Лань Ванцзы прикрыл глаза и механически произносил правило за правилом, как будто считывая их со Стены послушания.
— Стоп-стоп! Достаточно. Это, действительно, хорошие правила.
— Еще есть полезные.
— Не сомневаюсь. Скажи, следовать правилам твоя обязанность или это твой личный выбор?
— Обязанность каждого члена ордена чтить и соблюдать правила.
— То есть жизнь по правилам ты выбрал не сам?
— Нет, но…
— Подожди минутку. Скажи, если бы тебе доверили провести пересмотр правил, сколько бы ты убрал ненужных или неправильных?
— Много.
— Ты сам нарушал правила?
— Да.
— Когда в первый раз ты сделал это?
— Когда встретил чжицзи.
— Наверное он нарушал правила и ты с ним?
— Почти так. Ему не нравились правила ГуСу. Не хотел соблюдать.
— И ведь его не поразил паралич, он не получил другого наказания небес, за то, что не соблюдал правила.
— Это так.
— Твой дядя всегда соблюдал правила?
— Мгмн.
— Прости, я не расслышал?
— Нет. Он кричал на Вэй Ина, обвинял его безосновательно. Все это против правил.

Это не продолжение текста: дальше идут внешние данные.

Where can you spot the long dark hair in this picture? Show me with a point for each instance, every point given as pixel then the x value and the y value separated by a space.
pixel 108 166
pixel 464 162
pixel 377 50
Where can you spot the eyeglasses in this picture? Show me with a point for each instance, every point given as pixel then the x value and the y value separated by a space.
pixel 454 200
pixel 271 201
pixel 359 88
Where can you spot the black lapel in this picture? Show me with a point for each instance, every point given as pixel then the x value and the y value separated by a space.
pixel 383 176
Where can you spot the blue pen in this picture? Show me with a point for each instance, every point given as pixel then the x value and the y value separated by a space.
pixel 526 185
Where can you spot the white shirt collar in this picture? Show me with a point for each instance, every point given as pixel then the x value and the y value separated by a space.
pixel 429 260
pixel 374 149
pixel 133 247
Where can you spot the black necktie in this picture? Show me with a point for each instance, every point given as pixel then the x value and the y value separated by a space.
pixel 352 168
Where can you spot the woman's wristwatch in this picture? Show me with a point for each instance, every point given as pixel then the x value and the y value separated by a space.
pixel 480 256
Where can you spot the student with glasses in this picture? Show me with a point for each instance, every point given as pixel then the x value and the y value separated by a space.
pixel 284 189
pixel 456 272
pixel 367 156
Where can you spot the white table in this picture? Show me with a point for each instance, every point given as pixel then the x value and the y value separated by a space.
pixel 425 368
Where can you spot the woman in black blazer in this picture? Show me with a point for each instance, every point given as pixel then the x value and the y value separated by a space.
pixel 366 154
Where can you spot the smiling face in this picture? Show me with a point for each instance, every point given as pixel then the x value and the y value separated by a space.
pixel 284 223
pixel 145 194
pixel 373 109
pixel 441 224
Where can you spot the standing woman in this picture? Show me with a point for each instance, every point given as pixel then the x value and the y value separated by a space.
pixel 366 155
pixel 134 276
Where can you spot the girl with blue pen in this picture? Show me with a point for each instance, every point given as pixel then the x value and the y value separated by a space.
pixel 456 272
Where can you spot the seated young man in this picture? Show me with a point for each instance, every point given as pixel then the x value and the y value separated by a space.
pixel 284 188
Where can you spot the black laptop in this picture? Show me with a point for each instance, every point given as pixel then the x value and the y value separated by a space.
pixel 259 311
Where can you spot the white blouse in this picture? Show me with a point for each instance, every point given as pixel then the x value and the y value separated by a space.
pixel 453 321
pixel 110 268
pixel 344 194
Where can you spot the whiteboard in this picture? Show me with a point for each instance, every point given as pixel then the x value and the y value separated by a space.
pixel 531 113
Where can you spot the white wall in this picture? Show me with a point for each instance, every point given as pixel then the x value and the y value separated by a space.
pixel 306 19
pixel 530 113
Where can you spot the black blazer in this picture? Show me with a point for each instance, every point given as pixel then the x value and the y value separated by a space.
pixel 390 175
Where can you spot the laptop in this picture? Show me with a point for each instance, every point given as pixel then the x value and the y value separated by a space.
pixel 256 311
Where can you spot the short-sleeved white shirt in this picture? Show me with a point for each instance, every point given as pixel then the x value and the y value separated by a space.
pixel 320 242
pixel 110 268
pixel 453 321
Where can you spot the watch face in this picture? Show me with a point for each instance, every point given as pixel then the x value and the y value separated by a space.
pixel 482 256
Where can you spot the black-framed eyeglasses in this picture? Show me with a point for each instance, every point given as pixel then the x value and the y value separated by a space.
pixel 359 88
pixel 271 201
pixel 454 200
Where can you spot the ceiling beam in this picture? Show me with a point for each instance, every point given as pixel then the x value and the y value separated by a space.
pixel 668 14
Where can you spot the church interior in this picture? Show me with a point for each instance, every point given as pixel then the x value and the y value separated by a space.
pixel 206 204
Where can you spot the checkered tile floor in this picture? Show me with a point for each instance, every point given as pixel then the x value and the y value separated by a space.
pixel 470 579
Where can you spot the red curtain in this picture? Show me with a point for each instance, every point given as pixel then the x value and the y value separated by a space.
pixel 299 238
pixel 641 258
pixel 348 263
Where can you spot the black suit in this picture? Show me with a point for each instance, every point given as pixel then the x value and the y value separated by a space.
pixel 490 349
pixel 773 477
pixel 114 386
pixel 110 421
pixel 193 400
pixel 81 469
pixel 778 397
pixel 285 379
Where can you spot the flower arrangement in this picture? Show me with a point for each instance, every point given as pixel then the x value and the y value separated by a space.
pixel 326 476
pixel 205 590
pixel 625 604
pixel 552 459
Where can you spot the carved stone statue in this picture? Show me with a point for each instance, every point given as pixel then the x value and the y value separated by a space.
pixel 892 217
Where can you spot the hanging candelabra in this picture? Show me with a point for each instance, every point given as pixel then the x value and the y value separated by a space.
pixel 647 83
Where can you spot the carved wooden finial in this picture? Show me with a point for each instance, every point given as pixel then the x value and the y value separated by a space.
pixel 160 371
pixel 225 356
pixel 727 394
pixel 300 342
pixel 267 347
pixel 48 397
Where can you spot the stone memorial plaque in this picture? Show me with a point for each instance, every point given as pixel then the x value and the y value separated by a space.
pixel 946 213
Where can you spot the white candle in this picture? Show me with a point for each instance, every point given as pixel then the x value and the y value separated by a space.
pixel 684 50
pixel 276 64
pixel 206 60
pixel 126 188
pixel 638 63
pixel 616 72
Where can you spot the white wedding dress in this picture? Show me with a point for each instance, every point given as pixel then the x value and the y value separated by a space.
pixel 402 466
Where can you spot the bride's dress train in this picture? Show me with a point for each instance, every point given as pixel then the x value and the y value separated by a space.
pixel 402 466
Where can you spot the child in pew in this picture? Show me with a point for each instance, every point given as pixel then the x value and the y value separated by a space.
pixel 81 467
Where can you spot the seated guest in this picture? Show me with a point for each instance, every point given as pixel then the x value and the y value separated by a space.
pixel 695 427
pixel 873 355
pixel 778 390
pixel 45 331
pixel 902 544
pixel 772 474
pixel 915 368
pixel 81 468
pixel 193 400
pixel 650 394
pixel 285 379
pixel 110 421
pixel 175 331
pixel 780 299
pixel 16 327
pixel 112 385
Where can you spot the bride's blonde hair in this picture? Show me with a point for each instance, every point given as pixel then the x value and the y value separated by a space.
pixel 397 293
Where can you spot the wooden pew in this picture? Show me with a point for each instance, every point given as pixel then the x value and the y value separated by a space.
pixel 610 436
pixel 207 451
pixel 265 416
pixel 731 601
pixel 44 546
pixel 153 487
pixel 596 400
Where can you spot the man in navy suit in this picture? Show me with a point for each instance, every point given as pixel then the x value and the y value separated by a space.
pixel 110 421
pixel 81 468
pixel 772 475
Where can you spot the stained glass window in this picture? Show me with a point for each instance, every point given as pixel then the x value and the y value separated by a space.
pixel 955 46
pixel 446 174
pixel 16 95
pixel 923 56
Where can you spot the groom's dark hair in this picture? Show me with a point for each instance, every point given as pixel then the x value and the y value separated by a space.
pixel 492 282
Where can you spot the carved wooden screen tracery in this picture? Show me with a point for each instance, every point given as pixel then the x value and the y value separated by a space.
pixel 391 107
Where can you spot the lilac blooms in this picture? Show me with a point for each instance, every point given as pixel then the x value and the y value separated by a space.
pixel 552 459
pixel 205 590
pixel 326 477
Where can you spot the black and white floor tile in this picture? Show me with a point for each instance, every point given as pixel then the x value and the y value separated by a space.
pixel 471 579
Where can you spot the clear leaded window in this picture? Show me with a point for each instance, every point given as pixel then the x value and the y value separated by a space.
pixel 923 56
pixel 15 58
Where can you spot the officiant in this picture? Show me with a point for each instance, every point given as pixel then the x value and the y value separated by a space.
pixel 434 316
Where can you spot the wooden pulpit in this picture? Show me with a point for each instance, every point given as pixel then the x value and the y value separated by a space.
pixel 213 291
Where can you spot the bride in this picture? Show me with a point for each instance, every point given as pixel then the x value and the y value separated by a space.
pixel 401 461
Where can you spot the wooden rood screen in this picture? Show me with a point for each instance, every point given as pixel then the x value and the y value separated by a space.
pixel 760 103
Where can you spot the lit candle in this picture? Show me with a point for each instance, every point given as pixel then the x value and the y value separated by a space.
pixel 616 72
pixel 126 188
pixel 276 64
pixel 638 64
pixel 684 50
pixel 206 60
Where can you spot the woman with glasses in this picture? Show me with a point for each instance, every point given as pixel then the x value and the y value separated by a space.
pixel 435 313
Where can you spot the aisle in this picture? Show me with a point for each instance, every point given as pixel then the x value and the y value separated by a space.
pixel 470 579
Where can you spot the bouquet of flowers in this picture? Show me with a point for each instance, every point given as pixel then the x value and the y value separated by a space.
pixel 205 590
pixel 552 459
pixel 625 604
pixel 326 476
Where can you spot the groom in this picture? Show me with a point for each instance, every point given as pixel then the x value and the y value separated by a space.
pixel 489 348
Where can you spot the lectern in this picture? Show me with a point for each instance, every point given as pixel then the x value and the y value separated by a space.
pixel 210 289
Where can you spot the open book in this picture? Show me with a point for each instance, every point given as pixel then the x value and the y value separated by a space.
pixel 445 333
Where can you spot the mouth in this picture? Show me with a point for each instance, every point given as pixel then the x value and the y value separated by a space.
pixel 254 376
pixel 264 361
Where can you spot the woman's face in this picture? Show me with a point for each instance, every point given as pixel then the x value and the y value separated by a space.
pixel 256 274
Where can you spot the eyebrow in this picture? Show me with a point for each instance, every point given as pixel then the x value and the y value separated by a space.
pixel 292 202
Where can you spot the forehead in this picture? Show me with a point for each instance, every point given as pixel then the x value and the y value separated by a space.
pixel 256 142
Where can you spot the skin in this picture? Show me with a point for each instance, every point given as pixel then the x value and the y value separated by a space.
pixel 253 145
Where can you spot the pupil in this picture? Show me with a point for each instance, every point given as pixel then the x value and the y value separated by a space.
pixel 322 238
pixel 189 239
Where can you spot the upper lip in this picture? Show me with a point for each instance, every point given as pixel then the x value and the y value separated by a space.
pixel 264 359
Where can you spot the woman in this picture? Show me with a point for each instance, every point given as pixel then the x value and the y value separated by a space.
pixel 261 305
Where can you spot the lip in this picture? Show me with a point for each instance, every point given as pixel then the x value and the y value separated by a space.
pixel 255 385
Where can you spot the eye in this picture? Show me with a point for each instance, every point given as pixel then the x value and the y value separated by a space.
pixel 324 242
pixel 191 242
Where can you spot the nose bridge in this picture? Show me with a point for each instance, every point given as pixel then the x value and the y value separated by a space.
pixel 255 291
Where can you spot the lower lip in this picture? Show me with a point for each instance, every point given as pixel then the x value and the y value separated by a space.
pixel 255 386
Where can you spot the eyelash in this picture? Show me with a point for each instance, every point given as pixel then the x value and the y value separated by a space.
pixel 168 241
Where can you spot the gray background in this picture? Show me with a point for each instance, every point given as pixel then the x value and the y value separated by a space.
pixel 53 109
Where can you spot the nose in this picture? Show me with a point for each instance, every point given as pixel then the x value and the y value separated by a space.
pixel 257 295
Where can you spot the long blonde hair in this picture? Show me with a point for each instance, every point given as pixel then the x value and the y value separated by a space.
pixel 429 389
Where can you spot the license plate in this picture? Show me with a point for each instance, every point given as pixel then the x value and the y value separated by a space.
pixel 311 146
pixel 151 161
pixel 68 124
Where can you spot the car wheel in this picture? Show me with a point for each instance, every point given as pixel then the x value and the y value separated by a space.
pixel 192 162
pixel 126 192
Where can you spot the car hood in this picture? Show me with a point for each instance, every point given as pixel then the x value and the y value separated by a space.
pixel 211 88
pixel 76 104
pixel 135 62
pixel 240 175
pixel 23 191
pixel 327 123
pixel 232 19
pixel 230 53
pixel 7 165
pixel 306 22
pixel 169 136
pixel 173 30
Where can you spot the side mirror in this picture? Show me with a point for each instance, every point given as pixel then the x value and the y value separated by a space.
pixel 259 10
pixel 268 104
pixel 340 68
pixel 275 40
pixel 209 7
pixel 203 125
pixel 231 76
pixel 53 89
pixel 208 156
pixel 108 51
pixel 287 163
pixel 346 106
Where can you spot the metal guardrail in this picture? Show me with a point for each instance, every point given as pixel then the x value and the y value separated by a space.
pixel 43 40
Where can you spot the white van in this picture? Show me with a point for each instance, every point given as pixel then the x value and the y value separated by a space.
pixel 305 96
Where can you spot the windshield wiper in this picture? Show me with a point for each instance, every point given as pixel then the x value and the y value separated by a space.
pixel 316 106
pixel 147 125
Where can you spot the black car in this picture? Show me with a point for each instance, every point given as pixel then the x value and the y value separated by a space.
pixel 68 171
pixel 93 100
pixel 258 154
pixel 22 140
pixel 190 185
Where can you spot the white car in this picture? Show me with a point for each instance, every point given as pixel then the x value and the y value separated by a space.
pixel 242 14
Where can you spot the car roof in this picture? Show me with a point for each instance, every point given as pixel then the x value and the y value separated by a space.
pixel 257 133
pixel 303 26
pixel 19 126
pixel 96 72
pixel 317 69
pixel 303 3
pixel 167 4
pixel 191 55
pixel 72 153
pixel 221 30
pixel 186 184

— Твой дядя часто говорил с тобой по душам?
— Редко, очень, почти никогда.
— Твоя мама умерла, дядя был занят, твой брат говорил с тобой о том, чего ты хочешь, что тебя тревожит?
— Да, но он тоже подчинялся правилам.
— Как ты умер?
— Держал чжицзи над пропастью, не давал ему упасть. Цзян Ваньинь толкнул камень, не отпустил Вэй Ина, упали вместе.
— Это было по правилам?
— По правилам я должен был сам убить Вэй Ина. Я не мог — он мой чжицзи.
— Таким образом ты предпочел смерть исполнению правил?
— Я выбрал смерть вместе с Вэй Ином. Нет его — нет меня.
— Я хочу помочь тебе освободиться о всего, что мешает твоему внутреннему я. Потому дам тебе задание. Запиши ваши правила, но только те, что тебе полезны сейчас, в этой жизни, в этом мире. Тщательно обдумывай каждое, перед тем как писать. Когда будешь готов — приходи, мы продолжим говорить о тебе.
==========
Хайцин, верхняя и/или нижняя ряса буддистских монахов.
Кашья — накидка буддистских монахов из лоскутов. Чем больше лоскутов — тем выше ранг монаха. Цвета: красный, коричневый.
«Старцы, пробующие уксус» — то, что говорит мастер — верно.
Но изначально сюжет трактовался немного по другому. Кому интересно, можете прочесть тут
Сложная история родителей Лань Чжаня. Цинхэн-цзюнь, отец Лань Чжаня встретил девушку недалеко от Гу Су и полюбил ее, однако девушка не ответила ему взаимностью. Более того, она убила учителя господина Ланя (подробности в каноне не раскрыты). За этим неизбежно должно было последовать возмездие, однако прежде чем Орден успел отреагировать Цинхэн-цзюнь тайно привёз девушку в Облачные Глубины и провёл брачный обряд, после чего заявил, что будет защищать её от любого, кто попытается навредить ей. В итоге старейшины, хоть и были в ярости, подчинились главе и сохранили тайну, сам же Цинхэн-цзюнь ушёл в уединённую медитацию, фактически бывшую покаянием, и практически оборвал контакты с внешним миром. Видимо, исключением была его супруга, как-то она же родила двух сыновей? И до и после рождения мальчиков, их мать жила отдельно ото всех, в, своего рода, в заточении, лишь один раз в месяц получая возможность увидеть любимых сыновей. Во время этих встреч она стараясь подарить детям улыбку и тепло. Когда Лань Чжаню было шесть нет она умерла.